Acheté dans un magasin Habitat for Humanity ReStore, le dessin au crayon représente une jeune fille nue allongée sur le dos, les contours de ses côtes dépassant de manière troublante au-dessus de son nombril. Le type de papier et de crayon noir utilisé correspondait à celui d'autres dessins de Schiele, a déterminé Kallir en voyant l'œuvre de près. Et le style - le style était la signature Schiele.
«Si vous regardez la façon dont cette fille est allongée sur le dos et le raccourci sur la cage thoracique et sur le visage, et la façon dont vous voyez ce petit nez pointé vers le haut, pensez à la difficulté de le faire., Explique Kallir à Kenney. "Il y a très peu de gens dans l'histoire de l'art qui savent dessiner comme ça."
Au cours de sa courte mais prolifique carrière, Schiele a créé quelque 3 000 dessins et 300 peintures. Ses œuvres étaient souvent des nus explicites, à la fois érotiques et hideux. Les expressions torturées, les membres tordus et les angles de voyeurisme étaient des motifs fréquents de l'art de Schiele.
Kallir pense que le dessin nouvellement refait a été peint en 1918, peu de temps avant que l'artiste meure de la grippe espagnole à 28 ans. La jeune fille sur la photo représente fréquemment Schiele, tout comme sa mère. Kallir explique à Kenney que le dessin appartient à une série de 22 autres œuvres, dont deux d'après elle ont été peintes le même jour que la nouvelle. Selon David Williams de CNN, ces deux œuvres sont maintenant conservées par le Metropolitan Museum of Art et le Léopold Museum de Vienne, en Autriche.

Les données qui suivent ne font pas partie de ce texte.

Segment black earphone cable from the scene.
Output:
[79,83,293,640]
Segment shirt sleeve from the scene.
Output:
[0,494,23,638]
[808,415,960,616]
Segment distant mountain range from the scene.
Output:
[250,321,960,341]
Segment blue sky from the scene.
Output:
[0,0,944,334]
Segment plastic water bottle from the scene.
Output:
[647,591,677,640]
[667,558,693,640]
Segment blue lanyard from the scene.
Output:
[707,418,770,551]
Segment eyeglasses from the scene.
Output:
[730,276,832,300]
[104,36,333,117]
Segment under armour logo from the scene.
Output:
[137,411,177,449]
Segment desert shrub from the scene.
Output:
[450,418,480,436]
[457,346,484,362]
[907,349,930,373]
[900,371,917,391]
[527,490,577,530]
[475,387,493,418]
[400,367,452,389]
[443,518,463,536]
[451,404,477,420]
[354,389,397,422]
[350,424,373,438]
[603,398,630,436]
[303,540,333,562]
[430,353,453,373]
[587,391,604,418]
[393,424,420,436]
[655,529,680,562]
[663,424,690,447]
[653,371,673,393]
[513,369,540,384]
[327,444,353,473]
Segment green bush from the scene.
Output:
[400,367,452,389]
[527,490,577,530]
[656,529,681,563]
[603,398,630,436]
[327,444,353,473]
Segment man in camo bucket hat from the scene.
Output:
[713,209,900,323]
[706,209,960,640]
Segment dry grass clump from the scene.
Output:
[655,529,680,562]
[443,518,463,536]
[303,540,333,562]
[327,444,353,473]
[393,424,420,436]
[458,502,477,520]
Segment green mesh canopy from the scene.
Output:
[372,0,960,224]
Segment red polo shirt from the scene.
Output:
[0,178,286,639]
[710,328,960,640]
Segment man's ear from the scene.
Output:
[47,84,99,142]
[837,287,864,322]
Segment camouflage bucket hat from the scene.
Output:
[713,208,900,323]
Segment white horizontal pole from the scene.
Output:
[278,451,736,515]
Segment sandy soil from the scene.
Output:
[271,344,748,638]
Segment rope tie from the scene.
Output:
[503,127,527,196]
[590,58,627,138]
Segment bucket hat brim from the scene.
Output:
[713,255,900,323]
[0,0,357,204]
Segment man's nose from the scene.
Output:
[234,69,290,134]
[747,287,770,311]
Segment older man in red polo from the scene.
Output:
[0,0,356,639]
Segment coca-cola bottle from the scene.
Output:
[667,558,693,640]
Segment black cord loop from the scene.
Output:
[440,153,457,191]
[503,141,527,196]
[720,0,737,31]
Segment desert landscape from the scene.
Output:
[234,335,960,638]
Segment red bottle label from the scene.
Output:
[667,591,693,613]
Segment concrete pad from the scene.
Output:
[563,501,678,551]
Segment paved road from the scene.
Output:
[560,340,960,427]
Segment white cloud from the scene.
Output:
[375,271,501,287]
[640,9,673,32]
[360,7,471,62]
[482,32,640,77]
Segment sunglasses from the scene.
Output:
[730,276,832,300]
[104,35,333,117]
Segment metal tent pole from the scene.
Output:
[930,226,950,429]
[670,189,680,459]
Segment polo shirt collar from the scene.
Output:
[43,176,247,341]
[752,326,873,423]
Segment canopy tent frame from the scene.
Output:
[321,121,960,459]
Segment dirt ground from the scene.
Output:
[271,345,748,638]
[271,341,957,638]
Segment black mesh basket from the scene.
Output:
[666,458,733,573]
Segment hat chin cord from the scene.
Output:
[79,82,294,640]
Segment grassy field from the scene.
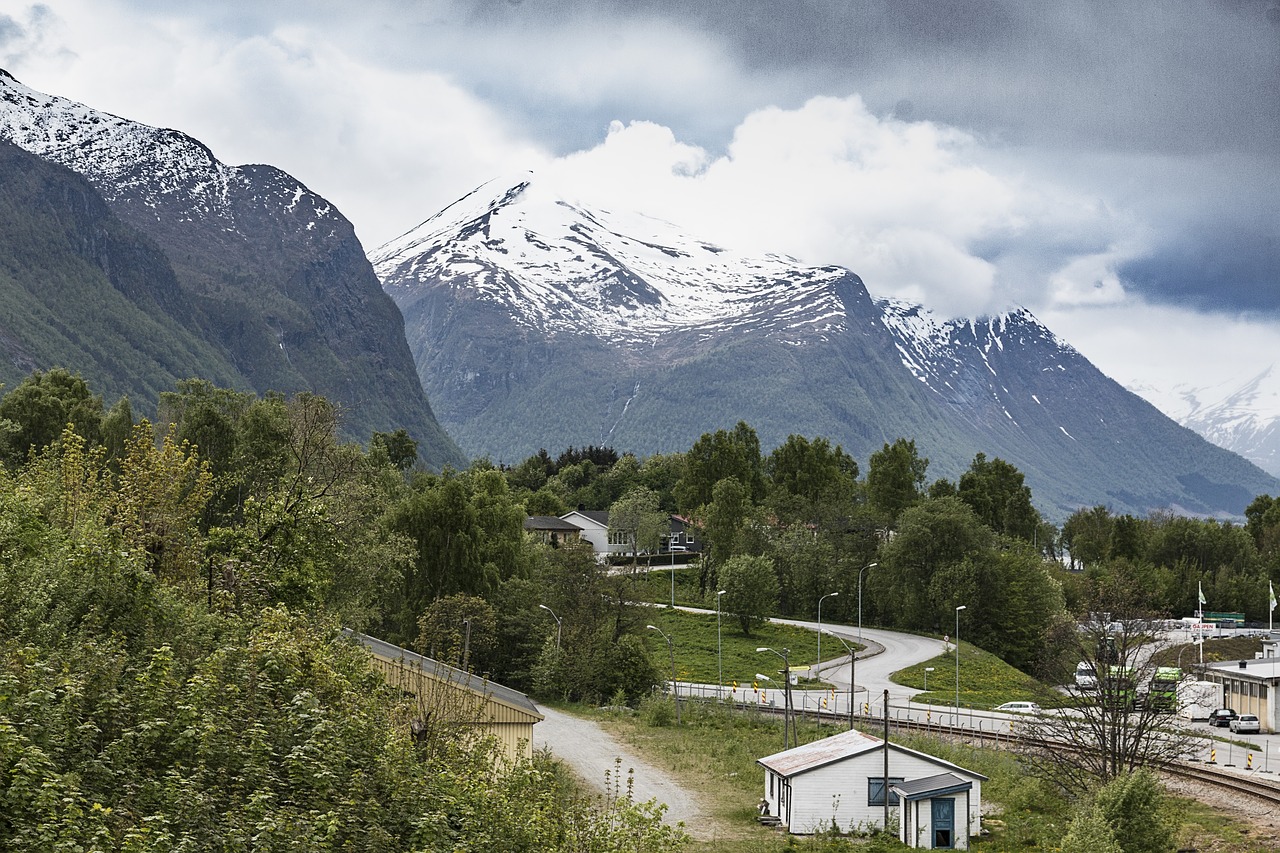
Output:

Représentant ouvertement un jeune modèle nu, le dessin est emblématique des aspects les plus épineux de l'héritage de Schiele. Selon Cody Delistraty, de la Paris Review, il était connu pour avoir accueilli des adolescentes dans son studio. Une ville où Schiele a élu domicile a été tellement scandalisée par la pratique de l'artiste consistant à enrôler des adolescents pour lui servir de modèle que ses citoyens l'ont chassé. Puis vint l'incident qui allait mettre fin à l'inclusion par Schiele de jeunes sujets dans son art. Une artiste, Tatjana Georgette Anna von Mossig, âgée de 13 ans, a demandé à l'artiste de l'emmener de Neulengbach (Autriche) à Vienne pour y vivre avec sa grand-mère.
«Comme beaucoup de jeunes, elle voulait échapper à sa ville de province ... mais une fois à Vienne, Mossig a changé de cœur et elle voulait rentrer chez elle», écrit Delistraty. «Le lendemain, Schiele et [son amant, Wally], Neuzil la renvoyèrent consciencieusement. Entre-temps, cependant, son père était allé à la police et avait porté plainte pour enlèvement et viol légal contre Schiele. "
Ces accusations ont finalement été abandonnées, mais après son arrestation en 1912, il a été condamné à un bref séjour en prison pour avoir exposé des mineurs à du matériel pornographique - son art - découvert par la police lorsqu’ils sont venus arrêter Schiele.
Ces dernières années, certains musées accueillant des expositions Schiele ont choisi d’inclure un texte sur leur mur mentionnant les accusations d’inconduite sexuelle portées contre lui. Mais Kallir fait partie de ceux qui croient que Schiele a été injustement qualifié de délinquant sexuel. «Les normes actuelles sont si différentes de celles qui prévalaient en Autriche au début du XXe siècle», a-t-elle écrit dans Art Newspaper l'an dernier.
La Galerie St. Etienne expose le dessin récemment découvert dans le cadre d'une exposition intitulée «The Art Dealer as Scholar», qui présente également des œuvres de Käthe Kollwitz et d'Alfred Kubin. Le dessin est à vendre; Kallir a dit à Kenney qu'elle soupçonnait qu'il lui en coûterait entre 100 000 et 200 000 dollars.